Depression and Aging (Part 3): What We Should Talk About Regarding Depression?

Depression is a mental health disease that can touch any of us at all stages of life. However, it is particularly prevalent in the elderly, and is in fact the most common psychological disorder late in life. Depression affects over 6 million older adults. And yet, in this population, depression is often ignored or overlooked, as its symptoms can be confused with other physical ailments.

In our first post in this series, we discussed WHY we should talk about depression with our aging loved ones. In our second post, we discussed WHEN to talk about depression. In this our final post in the series, we will discuss WHAT we should talk about when discussing depression with seniors.

Once you have decided to talk about depression with an aging loved one, remember that the word “depression” carries a stigma for many of the older generation.  When they hear “depression,” they may hear “crazy” or “moral failing.”  There may be a feeling that, as good Americans, they ought to be able to pull themselves up by their bootstraps to overcome it.  If you have the sense that your loved one attaches this stigma to depression, use the word “depression” sparingly, and instead talk about the symptoms.  You may say, “You seem sad, and I’ve noticed that you don’t get together with your friends anymore.  Why is that?”

Keep the following tips in mind when you talk about depression (regarding HOW to talk):

  • Be compassionate
    • Remember to interpret signs of depression (e.g., not returning phone calls, short answers, talking for hours about their own pain or problems) as just that:  symptoms of depression, rather than personal affronts.  Try to be slow to anger when dealing with these frustrating behaviors.
  • Be accepting
    • Resist the natural impulse to counter a depressed person’s sadness with pointing out all the good things in his or her life.  This tends to trivialize the person’s deep feelings and push that person further away.  Instead, listen and accept the person’s emotions and perceptions as real.
  • Be empathetic
    • Rather than arguing with your loved one over the reality (or lack thereof) of statements made, you might express your understanding of how hopeless and disappointing life can be at times.  Help your loved one express feelings of despair without being judgmental.
  • Be patient
    • Depression is a slow-moving, long-evolving process.  Let your loved one know that you support him or her no matter how long it takes and that you will always be there if he or she wants to talk.
  • Choose your words carefully
    • Use reflective statements, express support, and try to re-direct when appropriate.

As far as WHAT to discuss, you can focus on several areas:  (1) the facts, (2) the difference between depression and sadness, (3) the symptoms of depression, (4) signs of substance abuse, (5) thoughts of suicide, and (6) treatment options.
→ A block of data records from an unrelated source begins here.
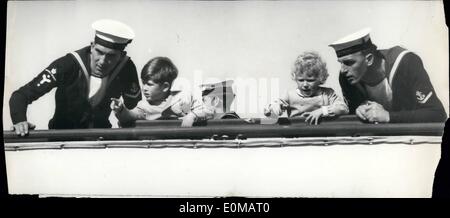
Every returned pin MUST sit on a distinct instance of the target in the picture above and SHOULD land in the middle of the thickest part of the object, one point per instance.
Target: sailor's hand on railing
(373, 112)
(361, 111)
(23, 127)
(116, 105)
(313, 117)
(377, 114)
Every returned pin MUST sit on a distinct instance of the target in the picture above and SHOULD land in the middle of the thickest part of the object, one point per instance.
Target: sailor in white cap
(385, 85)
(85, 81)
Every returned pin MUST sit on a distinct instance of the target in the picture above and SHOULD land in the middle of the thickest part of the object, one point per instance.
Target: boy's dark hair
(159, 70)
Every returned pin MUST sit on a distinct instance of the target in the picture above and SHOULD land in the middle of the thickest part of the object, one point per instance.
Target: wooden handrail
(232, 129)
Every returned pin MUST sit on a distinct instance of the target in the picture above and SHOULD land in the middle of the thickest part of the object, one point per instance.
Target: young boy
(160, 102)
(309, 99)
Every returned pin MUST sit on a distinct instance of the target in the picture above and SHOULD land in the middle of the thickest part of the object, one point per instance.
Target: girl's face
(307, 84)
(155, 92)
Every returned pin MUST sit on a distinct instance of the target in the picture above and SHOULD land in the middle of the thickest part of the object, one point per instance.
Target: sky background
(254, 43)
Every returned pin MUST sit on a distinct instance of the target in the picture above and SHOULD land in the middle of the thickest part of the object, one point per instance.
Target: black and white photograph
(256, 99)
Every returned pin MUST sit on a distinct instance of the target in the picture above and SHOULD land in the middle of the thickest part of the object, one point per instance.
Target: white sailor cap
(112, 34)
(352, 43)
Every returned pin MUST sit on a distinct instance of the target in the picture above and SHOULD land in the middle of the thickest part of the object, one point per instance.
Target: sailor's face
(154, 92)
(307, 84)
(353, 67)
(104, 59)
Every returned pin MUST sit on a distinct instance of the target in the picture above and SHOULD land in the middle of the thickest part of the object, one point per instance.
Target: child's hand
(116, 105)
(188, 120)
(313, 116)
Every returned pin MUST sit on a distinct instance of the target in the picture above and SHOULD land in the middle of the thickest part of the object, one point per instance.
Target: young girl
(309, 99)
(160, 101)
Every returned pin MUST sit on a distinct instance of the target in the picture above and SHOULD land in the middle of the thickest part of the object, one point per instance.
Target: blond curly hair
(310, 63)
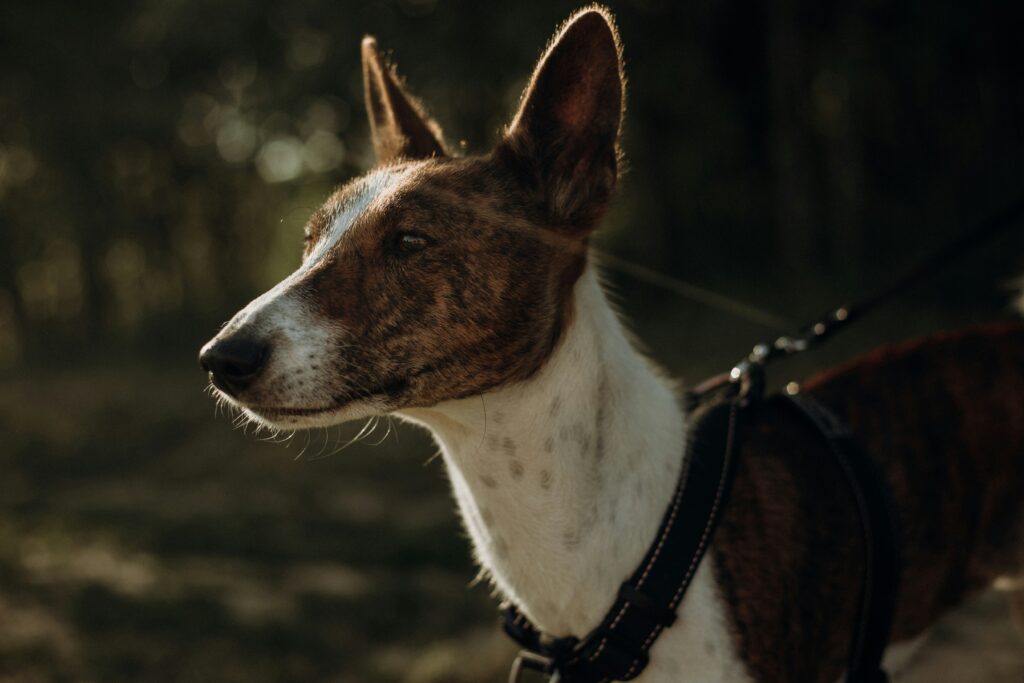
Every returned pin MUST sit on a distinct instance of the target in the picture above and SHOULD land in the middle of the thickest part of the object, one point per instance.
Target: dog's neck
(563, 479)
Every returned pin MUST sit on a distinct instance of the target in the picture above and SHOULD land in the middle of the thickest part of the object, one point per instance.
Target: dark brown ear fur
(564, 138)
(397, 124)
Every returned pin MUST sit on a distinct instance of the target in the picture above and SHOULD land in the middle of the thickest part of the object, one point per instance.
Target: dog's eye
(409, 243)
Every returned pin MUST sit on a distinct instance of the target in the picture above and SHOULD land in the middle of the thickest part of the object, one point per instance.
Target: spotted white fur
(558, 527)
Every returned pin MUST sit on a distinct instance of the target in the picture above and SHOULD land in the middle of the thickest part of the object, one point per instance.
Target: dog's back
(944, 419)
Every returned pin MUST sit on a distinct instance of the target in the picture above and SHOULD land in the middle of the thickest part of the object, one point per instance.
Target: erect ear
(397, 123)
(564, 138)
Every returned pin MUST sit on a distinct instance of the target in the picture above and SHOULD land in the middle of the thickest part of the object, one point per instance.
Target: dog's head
(431, 276)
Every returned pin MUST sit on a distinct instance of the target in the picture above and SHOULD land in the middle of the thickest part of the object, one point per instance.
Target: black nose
(232, 363)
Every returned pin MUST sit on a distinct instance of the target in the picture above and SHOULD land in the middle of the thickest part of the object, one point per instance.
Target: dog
(457, 293)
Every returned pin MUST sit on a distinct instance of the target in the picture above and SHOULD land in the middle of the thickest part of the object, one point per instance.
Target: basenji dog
(458, 293)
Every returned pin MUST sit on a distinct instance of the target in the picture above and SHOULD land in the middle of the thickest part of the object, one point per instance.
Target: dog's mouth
(340, 401)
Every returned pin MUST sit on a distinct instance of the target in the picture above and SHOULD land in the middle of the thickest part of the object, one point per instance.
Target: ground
(142, 539)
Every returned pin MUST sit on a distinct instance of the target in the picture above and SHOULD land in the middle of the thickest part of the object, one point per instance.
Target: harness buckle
(530, 662)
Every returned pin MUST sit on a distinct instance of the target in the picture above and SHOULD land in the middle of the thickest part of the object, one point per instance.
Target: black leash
(616, 649)
(841, 317)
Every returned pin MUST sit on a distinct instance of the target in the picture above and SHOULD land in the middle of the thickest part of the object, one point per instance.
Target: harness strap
(646, 603)
(881, 529)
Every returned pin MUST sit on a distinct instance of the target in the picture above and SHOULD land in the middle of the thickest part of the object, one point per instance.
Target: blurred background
(158, 161)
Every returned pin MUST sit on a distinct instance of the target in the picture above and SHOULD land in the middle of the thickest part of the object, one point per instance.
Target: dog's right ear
(397, 124)
(563, 141)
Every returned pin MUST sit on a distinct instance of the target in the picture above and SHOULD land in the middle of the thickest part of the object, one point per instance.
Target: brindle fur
(487, 301)
(943, 419)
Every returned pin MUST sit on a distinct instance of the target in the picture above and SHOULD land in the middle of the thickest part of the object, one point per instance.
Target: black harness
(721, 410)
(646, 604)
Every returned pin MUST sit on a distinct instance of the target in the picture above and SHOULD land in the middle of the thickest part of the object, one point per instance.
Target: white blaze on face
(299, 370)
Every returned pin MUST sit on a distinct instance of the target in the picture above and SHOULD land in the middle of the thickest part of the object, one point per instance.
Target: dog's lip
(340, 401)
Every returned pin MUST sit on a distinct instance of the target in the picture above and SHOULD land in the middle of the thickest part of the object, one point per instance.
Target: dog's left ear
(397, 124)
(564, 138)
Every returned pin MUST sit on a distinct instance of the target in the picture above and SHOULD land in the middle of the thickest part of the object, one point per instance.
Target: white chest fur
(562, 481)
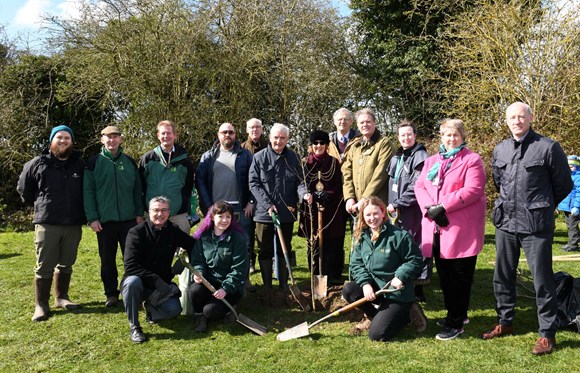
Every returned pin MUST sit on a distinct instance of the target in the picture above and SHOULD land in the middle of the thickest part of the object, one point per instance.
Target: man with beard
(53, 182)
(222, 175)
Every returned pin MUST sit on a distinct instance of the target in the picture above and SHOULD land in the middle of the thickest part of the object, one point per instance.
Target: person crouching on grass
(382, 253)
(221, 255)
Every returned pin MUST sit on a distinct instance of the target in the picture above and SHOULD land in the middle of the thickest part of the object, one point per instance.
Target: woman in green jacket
(221, 255)
(382, 253)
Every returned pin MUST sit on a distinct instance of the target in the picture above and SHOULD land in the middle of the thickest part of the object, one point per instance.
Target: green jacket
(222, 261)
(174, 181)
(393, 254)
(112, 188)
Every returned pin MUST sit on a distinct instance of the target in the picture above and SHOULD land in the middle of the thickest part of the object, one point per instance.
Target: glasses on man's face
(156, 211)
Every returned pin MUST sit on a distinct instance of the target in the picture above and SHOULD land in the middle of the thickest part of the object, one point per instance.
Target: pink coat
(462, 193)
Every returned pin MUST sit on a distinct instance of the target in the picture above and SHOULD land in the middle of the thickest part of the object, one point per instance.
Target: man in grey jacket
(277, 184)
(531, 174)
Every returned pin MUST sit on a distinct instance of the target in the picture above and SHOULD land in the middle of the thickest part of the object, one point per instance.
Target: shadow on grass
(9, 255)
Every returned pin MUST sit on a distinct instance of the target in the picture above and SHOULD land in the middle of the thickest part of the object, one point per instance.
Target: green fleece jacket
(112, 188)
(393, 254)
(223, 261)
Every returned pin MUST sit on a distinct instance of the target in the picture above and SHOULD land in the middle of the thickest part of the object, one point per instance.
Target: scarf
(445, 157)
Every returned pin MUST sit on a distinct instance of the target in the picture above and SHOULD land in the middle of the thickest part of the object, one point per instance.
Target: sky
(24, 17)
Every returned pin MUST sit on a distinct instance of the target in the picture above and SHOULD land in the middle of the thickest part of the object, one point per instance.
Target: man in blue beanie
(53, 182)
(571, 206)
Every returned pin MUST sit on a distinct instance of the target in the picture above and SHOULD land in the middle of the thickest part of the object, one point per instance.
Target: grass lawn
(96, 339)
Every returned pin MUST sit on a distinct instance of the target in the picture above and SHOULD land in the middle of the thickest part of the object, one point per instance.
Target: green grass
(96, 339)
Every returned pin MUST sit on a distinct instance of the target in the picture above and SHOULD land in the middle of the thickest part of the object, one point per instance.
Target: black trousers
(204, 302)
(455, 278)
(332, 257)
(388, 317)
(114, 234)
(266, 234)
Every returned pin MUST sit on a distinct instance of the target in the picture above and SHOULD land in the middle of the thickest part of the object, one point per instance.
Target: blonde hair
(166, 123)
(361, 223)
(456, 124)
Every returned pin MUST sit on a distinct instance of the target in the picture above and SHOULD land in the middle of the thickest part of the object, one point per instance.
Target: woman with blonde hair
(450, 192)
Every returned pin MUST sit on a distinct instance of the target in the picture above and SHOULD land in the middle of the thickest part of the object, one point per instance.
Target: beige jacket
(365, 167)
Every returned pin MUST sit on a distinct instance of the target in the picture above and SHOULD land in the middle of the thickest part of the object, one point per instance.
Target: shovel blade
(296, 332)
(251, 324)
(297, 294)
(320, 286)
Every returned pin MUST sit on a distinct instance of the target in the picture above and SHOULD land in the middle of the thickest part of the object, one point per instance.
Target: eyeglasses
(155, 211)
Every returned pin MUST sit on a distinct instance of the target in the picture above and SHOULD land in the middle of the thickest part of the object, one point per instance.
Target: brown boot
(61, 285)
(41, 294)
(361, 327)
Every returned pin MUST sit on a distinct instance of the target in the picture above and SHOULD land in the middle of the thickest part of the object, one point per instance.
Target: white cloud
(69, 9)
(30, 14)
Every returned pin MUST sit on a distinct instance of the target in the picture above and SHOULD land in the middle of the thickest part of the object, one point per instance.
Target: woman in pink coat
(450, 192)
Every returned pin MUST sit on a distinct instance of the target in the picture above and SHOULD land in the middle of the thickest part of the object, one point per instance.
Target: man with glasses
(167, 170)
(254, 144)
(149, 252)
(222, 175)
(113, 204)
(339, 139)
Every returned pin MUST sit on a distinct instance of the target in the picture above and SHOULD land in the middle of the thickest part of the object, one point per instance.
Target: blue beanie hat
(59, 128)
(574, 160)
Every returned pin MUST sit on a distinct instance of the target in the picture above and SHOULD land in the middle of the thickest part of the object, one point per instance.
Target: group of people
(407, 210)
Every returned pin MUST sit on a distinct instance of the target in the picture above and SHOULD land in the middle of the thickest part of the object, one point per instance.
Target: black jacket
(55, 188)
(276, 179)
(532, 177)
(402, 196)
(149, 253)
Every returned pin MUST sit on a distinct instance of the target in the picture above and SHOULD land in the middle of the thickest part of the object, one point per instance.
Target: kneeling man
(149, 252)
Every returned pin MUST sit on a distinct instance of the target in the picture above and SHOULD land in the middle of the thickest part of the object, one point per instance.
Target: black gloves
(177, 268)
(437, 214)
(321, 197)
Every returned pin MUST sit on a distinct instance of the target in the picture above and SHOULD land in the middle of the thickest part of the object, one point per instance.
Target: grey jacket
(402, 196)
(276, 179)
(532, 177)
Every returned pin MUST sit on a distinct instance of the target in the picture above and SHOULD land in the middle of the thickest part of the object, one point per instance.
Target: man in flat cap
(53, 182)
(113, 204)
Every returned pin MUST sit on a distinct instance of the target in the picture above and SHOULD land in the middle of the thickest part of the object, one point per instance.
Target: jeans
(134, 293)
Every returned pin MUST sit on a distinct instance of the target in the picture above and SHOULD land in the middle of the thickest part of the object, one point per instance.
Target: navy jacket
(276, 179)
(532, 177)
(55, 188)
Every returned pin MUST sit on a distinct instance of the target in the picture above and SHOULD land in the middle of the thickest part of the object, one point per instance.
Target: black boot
(282, 275)
(266, 271)
(41, 294)
(61, 285)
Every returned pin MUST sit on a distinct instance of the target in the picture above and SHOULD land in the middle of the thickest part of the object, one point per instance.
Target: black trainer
(137, 335)
(448, 333)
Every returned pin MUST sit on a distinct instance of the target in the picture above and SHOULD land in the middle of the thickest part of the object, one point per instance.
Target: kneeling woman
(382, 253)
(221, 255)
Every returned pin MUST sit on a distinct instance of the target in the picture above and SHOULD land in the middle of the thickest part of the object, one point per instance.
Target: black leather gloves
(321, 197)
(437, 214)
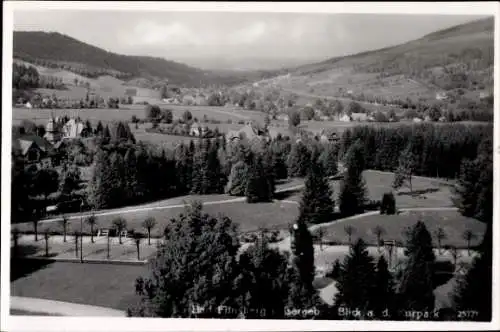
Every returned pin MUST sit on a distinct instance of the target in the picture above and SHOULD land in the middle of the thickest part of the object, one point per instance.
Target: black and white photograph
(262, 165)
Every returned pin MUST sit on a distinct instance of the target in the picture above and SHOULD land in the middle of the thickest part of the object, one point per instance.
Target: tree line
(197, 272)
(439, 149)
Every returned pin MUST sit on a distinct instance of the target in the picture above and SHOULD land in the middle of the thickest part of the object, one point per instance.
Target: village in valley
(359, 188)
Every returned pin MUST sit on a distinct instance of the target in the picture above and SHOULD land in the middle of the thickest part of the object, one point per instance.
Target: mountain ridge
(54, 49)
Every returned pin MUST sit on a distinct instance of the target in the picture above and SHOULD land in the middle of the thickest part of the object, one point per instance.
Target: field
(395, 226)
(125, 113)
(329, 82)
(249, 217)
(432, 192)
(104, 285)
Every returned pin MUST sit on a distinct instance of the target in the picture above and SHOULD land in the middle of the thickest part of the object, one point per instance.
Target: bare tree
(440, 236)
(64, 223)
(468, 236)
(15, 236)
(120, 224)
(92, 221)
(149, 224)
(378, 231)
(349, 230)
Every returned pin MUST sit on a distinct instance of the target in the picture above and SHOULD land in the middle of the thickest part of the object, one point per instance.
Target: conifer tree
(357, 280)
(316, 205)
(106, 135)
(117, 180)
(216, 177)
(130, 176)
(201, 181)
(328, 159)
(298, 160)
(302, 293)
(99, 188)
(474, 290)
(195, 267)
(406, 169)
(263, 281)
(383, 297)
(258, 184)
(237, 182)
(416, 287)
(99, 129)
(352, 191)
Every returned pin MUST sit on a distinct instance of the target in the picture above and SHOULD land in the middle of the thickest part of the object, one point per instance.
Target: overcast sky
(184, 35)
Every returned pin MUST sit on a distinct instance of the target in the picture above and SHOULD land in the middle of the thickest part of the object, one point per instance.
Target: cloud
(153, 33)
(248, 35)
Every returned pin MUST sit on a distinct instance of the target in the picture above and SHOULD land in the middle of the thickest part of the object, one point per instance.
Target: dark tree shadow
(21, 267)
(23, 250)
(286, 194)
(443, 272)
(418, 192)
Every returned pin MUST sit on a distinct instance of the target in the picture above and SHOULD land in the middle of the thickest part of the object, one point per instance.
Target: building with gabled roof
(32, 147)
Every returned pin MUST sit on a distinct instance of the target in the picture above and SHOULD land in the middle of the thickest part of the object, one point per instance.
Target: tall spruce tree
(353, 191)
(302, 293)
(195, 268)
(201, 183)
(316, 205)
(416, 287)
(474, 290)
(328, 159)
(99, 188)
(357, 280)
(184, 167)
(298, 160)
(383, 299)
(216, 177)
(237, 182)
(406, 169)
(130, 176)
(262, 286)
(259, 186)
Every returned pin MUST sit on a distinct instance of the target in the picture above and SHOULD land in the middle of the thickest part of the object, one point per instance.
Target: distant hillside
(55, 50)
(458, 60)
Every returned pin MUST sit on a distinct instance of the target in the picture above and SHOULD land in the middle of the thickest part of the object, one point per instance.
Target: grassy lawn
(93, 284)
(17, 312)
(41, 116)
(434, 193)
(248, 216)
(452, 222)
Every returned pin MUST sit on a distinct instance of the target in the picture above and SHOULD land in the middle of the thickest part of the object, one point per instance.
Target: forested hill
(52, 49)
(469, 45)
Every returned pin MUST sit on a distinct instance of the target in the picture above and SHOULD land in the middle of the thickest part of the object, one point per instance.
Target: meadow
(107, 285)
(431, 192)
(395, 226)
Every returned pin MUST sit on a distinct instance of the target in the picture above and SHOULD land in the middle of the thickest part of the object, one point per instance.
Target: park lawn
(249, 217)
(58, 249)
(435, 193)
(394, 226)
(107, 285)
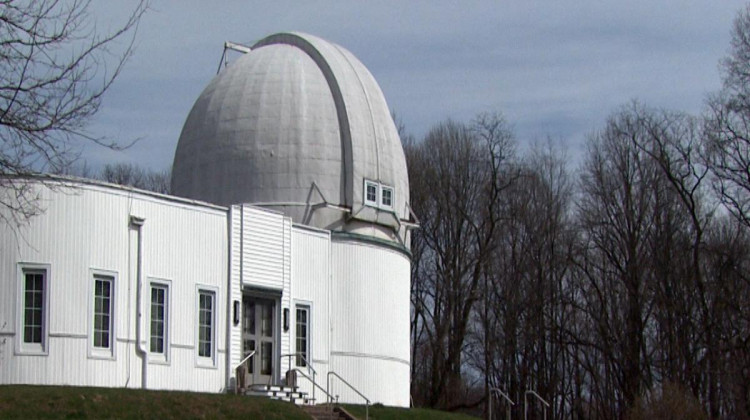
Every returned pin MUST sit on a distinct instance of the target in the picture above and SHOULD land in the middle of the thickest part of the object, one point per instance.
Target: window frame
(206, 361)
(107, 353)
(22, 347)
(368, 202)
(308, 306)
(384, 188)
(164, 357)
  1. The Facts:  Depression is a physical disease caused by an imbalance of brain chemicals responsible for transmitting messages about mood and behavior.  Aging can cause a change in the production of these chemicals, predisposing some elderly folks to depression even when there is no “sad” event to trigger these feelings.  This physical disease can be treated.
  2. The Difference Between Depression and Sadness:  Sadness is usually attached to a specific life event.  Depression often does not have a clear cause, or even if it does, it persists long after the triggering event has passed.  It is normal to sometimes feel sad, but not to be depressed.
  3. The Symptoms of Depression:  Emotional (feelings of emptiness, hopelessness, remorse, guilt); Physical (unexplained pain, headaches, decreased energy, stomach problems, insomnia or hypersomnia, loss or increase in appetite); Cognitive (mental cloudiness or confusion, memory loss, language inhibition, difficulty with concentration, diminished learning capacity, delusions and hallucinations); Behavioral (social withdrawal, irritability).
  4. Signs of Substance Abuse:  People who are vulnerable to depression may use alcohol or medication to alter their mood.
  5. Thoughts of Suicide:  Compared with all other age groups, seniors commit suicide twice as frequently (especially common among elderly men).
  6. Treatment Options:  A thorough medical evaluation is usually necessary.  There are usually at least two treatment options, including medication and psychotherapy.

Talking to an aging loved one about his or her struggle with depression is important, but realize your own limitations when you do this.  You can’t “cure” your loved one of this disease, nor are you responsible for how he or she chooses to treat it.